我曾经parallel_bulk在python中向Elasticsearch插入数据,但parallel_bulk无法插入数据。我的代码:

class CreateIndex(object):
def _gen_data(self, index, doc_type, chunk_size):
    sql = """select * from tem_search_engine_1 where rownum <= 10000"""  
    self.cursor.execute(sql)
    col_name_list = [col[0].lower() for col in self.cursor.description]
    col_name_len = len(col_name_list)
    actions = []

    start = time.time()
    for row in self.cursor:
        source = {}
        tbl_id = ""
        for i in range(col_name_len):
            source.update({col_name_list[i]: str(row[i])})
            if col_name_list[i] == "tbl_id":
                tbl_id = row[i]
        action = {
            "_index": index,
            "_type": doc_type,
            "_id": tbl_id,  
            "_source": source
        }
        actions.append(action)
        if len(actions) == chunk_size:
            print("actions time:", time.time()-start)
            yield actions
            actions = []
    print("for time:", time.time()-start)
    yield actions

def bulk_data(self, index, doc_type, chunk_size=1000, is_parallel=True, threads_counts=4):

    t1 = time.time()
    gen_action = self._gen_data(index, doc_type, chunk_size)

    if is_parallel is None or is_parallel == True:
        for success, info in helpers.parallel_bulk(client=self.es, actions=gen_action, thread_count=threads_counts):
            if not success:
                print("Insert failed: ", info)

if __name__ == "__main__":
    createindex = CreateIndex()
    createindex.create_index(index="se", doc_type="se_doc")
    createindex.bulk_data(index="se", doc_type="se_doc")

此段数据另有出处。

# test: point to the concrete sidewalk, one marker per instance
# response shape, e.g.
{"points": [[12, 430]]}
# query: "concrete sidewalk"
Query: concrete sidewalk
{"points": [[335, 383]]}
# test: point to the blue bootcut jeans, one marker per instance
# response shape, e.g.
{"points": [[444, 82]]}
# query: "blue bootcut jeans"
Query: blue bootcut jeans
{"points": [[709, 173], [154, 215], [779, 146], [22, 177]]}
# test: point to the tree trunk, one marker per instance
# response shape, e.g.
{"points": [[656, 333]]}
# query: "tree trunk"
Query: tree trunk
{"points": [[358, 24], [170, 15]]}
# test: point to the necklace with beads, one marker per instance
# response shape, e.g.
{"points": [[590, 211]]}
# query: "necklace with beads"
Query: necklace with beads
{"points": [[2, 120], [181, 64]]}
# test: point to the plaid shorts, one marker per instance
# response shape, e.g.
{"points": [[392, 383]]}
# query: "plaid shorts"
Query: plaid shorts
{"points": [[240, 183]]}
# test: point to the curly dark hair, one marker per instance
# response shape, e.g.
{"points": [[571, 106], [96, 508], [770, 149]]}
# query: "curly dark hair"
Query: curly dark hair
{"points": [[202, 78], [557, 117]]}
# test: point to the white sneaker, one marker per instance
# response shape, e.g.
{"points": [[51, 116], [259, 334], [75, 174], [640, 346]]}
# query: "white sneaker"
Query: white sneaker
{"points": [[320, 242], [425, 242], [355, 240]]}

当我使用bulk_data,但无法插入任何数据时,该如何处理呢?错误是:

Traceback (most recent call last):
  File "F:/programs/ElasticSearch/CreateIndex.py", line 287, in <module>
    createindex.bulk_data(index="se", doc_type="se_doc")
  File "F:/programs/ElasticSearch/CreateIndex.py", line 179, in bulk_data
    thread_count=threads_counts, chunk_size=chunk_size):
  File "F:\programs\ElasticSearch\lib\site-packages\elasticsearch\helpers\__init__.py", line 306, in parallel_bulk
    _chunk_actions(actions, chunk_size, max_chunk_bytes, client.transport.serializer)
  File "D:\anacond\lib\multiprocessing\pool.py", line 735, in next
    raise value
  File "D:\anacond\lib\multiprocessing\pool.py", line 119, in worker
    result = (True, func(*args, **kwds))
  File "D:\anacond\lib\multiprocessing\pool.py", line 138, in _helper_reraises_exception
    raise ex
  File "D:\anacond\lib\multiprocessing\pool.py", line 290, in _guarded_task_generation
    for i, x in enumerate(iterable):
  File "F:\programs\ElasticSearch\lib\site-packages\elasticsearch\helpers\__init__.py", line 58, in _chunk_actions
    for action, data in actions:
  File "F:\programs\ElasticSearch\lib\site-packages\elasticsearch\helpers\__init__.py", line 37, in expand_action
    op_type = data.pop('_op_type', 'index')
TypeError: pop() takes at most 1 argument (2 given)

问题答案:

使用parallel_bulkmethod,您可以传递一个字典列表或一个生成器,生成一个字典。在这里解释。一个generator在python用于未在RAM中加载变量,但如果你要通过你的elem前一个清单-
在字典action中的列表actions,它没有更多的意义,因为建立一个列表,你应该在内存中加载所有里面的元素。在您的情况下,您要传递的生成器不会产生dict符action--但会生成操作列表-
actions

因此,或者您的函数_gen_data返回一个列表,实际上是一个生成器的列表:

def _gen_data(self, index, doc_type, chunk_size):
    sql = """select * from tem_search_engine_1 where rownum <= 10000"""  
    self.cursor.execute(sql)
    col_name_list = [col[0].lower() for col in self.cursor.description]
    col_name_len = len(col_name_list)
    actions = []

    start = time.time()
    for row in self.cursor:
        source = {}
        tbl_id = ""
        for i in range(col_name_len):
            source.update({col_name_list[i]: str(row[i])})
            if col_name_list[i] == "tbl_id":
                tbl_id = row[i]
        action = {
            "_index": index,
            "_type": doc_type,
            "_id": tbl_id,  
            "_source": source
        }
        actions.append(action)
    return actions

或者,您不创建actions列表,而得出action字典:

def _gen_data(self, index, doc_type, chunk_size):
    sql = """select * from tem_search_engine_1 where rownum <= 10000"""  
    self.cursor.execute(sql)
    col_name_list = [col[0].lower() for col in self.cursor.description]
    col_name_len = len(col_name_list)


    start = time.time()
    for row in self.cursor:
        source = {}
        tbl_id = ""
        for i in range(col_name_len):
            source.update({col_name_list[i]: str(row[i])})
            if col_name_list[i] == "tbl_id":
                tbl_id = row[i]
        yield {
            "_index": index,
            "_type": doc_type,
            "_id": tbl_id,  
            "_source": source
        }


 类似资料:
  • 事情是这样的 我不知道发生了什么,如果有人能帮忙,我会非常感激的。THX!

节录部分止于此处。